McNulty acknowledges the occasion got to them at first: “Going into the game we wanted to keep it tight, to one or two points, thinking Trillick wouldn’t let us back into the game.

“The first 20 minutes we were a bit panicky - but Patrick Molloy got our first score on the board and that kinda settled us, we grew into the game.

“It wasn’t the start we wanted, but we’re the sort of team that doesn’t lie down to anybody. We showed that the whole year - we never lay down, we always fought to get back, and thankfully we did.”

Yet he knows the other senior sides will be targeting the Clarke’s now, starting with Dromore in the last first round tie on Monday night in Healy Park:

“This year, we’re going to be the ones that everybody is looking to put down. It’s a massive task. The competitiveness of Tyrone football - there are eight or nine teams that could win it. For us it’s a matter of trying to get to those heights again, taking it game by game.”

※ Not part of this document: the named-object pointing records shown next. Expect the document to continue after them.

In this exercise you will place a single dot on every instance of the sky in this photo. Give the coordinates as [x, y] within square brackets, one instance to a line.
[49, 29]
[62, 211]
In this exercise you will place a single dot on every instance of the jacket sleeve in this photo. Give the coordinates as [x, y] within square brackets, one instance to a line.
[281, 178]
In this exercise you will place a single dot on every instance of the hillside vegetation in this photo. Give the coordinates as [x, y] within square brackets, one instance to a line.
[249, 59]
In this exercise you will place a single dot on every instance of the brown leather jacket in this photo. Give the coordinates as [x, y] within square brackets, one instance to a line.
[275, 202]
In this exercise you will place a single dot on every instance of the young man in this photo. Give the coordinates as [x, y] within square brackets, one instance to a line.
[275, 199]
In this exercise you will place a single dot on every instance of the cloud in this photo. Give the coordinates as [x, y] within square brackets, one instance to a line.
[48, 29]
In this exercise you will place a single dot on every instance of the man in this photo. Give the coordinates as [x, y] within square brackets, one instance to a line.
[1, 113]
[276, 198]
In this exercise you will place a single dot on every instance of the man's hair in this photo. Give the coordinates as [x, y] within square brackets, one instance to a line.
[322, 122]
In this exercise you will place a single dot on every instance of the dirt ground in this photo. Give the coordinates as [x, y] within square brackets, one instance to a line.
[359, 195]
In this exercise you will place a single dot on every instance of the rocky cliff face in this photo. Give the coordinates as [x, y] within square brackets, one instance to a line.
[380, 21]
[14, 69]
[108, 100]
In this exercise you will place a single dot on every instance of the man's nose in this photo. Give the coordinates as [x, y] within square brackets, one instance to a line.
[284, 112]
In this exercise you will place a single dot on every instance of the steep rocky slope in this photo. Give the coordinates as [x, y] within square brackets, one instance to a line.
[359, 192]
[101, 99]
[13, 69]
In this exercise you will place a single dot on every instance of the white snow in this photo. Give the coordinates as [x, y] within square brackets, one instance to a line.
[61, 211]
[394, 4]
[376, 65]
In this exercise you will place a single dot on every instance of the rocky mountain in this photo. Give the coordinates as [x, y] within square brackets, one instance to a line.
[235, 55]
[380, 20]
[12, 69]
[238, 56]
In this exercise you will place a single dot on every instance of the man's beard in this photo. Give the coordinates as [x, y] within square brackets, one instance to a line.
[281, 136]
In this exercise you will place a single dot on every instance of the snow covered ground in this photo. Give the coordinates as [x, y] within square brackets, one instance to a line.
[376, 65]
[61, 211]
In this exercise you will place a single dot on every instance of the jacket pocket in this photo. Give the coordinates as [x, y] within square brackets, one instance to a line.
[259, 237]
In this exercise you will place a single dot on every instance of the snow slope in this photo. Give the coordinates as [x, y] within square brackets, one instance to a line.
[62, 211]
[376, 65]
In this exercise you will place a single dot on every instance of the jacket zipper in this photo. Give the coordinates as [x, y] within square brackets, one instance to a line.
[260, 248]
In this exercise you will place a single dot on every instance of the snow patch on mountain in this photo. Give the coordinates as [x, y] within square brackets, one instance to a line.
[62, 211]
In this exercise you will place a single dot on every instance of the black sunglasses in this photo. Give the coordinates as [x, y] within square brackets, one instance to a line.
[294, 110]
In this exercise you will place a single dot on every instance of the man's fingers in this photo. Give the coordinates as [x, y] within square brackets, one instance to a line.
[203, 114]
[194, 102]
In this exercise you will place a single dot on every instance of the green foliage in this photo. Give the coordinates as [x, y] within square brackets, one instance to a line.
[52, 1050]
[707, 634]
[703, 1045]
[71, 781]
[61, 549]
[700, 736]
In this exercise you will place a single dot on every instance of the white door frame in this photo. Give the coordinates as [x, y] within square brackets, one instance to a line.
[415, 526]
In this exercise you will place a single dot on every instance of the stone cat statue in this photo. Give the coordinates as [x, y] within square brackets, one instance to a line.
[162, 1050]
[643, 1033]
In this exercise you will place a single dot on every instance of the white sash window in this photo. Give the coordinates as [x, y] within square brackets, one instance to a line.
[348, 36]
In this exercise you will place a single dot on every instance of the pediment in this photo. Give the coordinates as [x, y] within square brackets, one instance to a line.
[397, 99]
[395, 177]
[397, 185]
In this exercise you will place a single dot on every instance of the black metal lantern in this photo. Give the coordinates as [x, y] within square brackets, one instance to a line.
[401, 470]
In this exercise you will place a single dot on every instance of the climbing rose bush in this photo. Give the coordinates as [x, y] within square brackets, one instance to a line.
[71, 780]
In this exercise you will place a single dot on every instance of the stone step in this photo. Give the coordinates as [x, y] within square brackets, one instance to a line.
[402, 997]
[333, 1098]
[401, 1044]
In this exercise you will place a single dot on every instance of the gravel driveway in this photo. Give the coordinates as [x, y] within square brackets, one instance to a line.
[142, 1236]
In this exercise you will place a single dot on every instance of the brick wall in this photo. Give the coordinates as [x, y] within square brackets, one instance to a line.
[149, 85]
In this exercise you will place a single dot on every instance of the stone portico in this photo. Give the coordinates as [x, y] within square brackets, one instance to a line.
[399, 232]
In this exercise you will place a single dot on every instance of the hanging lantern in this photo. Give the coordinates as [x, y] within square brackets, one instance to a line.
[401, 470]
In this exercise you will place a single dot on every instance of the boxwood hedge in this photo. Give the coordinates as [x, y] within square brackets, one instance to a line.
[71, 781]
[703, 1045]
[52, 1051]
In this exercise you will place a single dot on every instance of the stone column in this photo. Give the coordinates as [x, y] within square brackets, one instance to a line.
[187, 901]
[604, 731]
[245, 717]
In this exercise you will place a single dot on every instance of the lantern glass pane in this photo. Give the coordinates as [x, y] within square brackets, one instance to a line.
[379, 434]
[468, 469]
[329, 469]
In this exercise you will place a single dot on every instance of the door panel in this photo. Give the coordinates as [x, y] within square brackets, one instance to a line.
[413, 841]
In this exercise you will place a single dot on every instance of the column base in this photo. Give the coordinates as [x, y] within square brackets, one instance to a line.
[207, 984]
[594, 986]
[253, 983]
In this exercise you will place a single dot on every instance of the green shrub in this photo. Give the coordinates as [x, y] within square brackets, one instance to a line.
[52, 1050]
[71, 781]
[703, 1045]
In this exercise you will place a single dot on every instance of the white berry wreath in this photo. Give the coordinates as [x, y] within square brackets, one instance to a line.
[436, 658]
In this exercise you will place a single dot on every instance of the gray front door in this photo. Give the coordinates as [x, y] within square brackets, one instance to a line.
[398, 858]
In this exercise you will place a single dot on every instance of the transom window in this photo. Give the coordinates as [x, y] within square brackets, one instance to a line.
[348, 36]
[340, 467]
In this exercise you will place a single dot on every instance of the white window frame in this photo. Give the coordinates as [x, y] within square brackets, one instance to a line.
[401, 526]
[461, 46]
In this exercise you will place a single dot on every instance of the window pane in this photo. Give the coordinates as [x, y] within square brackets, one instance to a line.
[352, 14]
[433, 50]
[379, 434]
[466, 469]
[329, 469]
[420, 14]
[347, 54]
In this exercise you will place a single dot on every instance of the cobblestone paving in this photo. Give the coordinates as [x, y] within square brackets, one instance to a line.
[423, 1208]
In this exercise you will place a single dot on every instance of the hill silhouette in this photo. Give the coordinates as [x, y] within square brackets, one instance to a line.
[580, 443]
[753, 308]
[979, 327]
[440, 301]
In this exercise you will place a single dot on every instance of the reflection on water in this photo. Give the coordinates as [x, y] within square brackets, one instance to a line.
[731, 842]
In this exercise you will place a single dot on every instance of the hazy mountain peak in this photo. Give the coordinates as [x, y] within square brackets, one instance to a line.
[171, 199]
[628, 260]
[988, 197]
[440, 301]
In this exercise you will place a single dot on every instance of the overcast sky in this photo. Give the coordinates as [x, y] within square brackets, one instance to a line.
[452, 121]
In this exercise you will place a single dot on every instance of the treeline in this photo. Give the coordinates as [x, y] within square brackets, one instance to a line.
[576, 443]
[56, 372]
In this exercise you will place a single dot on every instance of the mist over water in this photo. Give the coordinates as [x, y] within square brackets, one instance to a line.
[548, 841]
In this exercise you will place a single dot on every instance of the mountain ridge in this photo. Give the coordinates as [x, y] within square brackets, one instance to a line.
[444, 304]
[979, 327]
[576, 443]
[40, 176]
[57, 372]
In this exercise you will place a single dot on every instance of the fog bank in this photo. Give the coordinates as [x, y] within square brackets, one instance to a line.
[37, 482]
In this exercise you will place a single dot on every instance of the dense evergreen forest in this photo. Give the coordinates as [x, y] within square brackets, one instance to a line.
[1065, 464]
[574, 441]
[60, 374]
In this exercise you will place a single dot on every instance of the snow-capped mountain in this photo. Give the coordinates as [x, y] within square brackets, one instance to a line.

Half-forward Matthew Walsh, who made a vital defensive interception late in extra time against Trillick, is absent, due to a new job in London, and there are a few injuries, so there’ll be some new faces in.

McNulty is optimistic that the Clarke’s can click again, but there’s no over-confidence from the champions, given the cut-throat nature of the Tyrone scene:

“We lost the first two league games of the year, back down to reality. We had a bad enough start but then we settled. We haven’t hit the heights we did last year but hopefully we can in the Championship.

“The cup’s away back already. We just have to try to win it back. Nobody’s done back-to-back since Carrickmore I think it was [in 2005]. Dromore is our first task and they’ll be well up for it, it’ll be a good battle.

“It’d be great to do back-to-back but you have to take it game by game. You can’t think of a long-term project, look too far ahead, or you’ll end up getting piped.”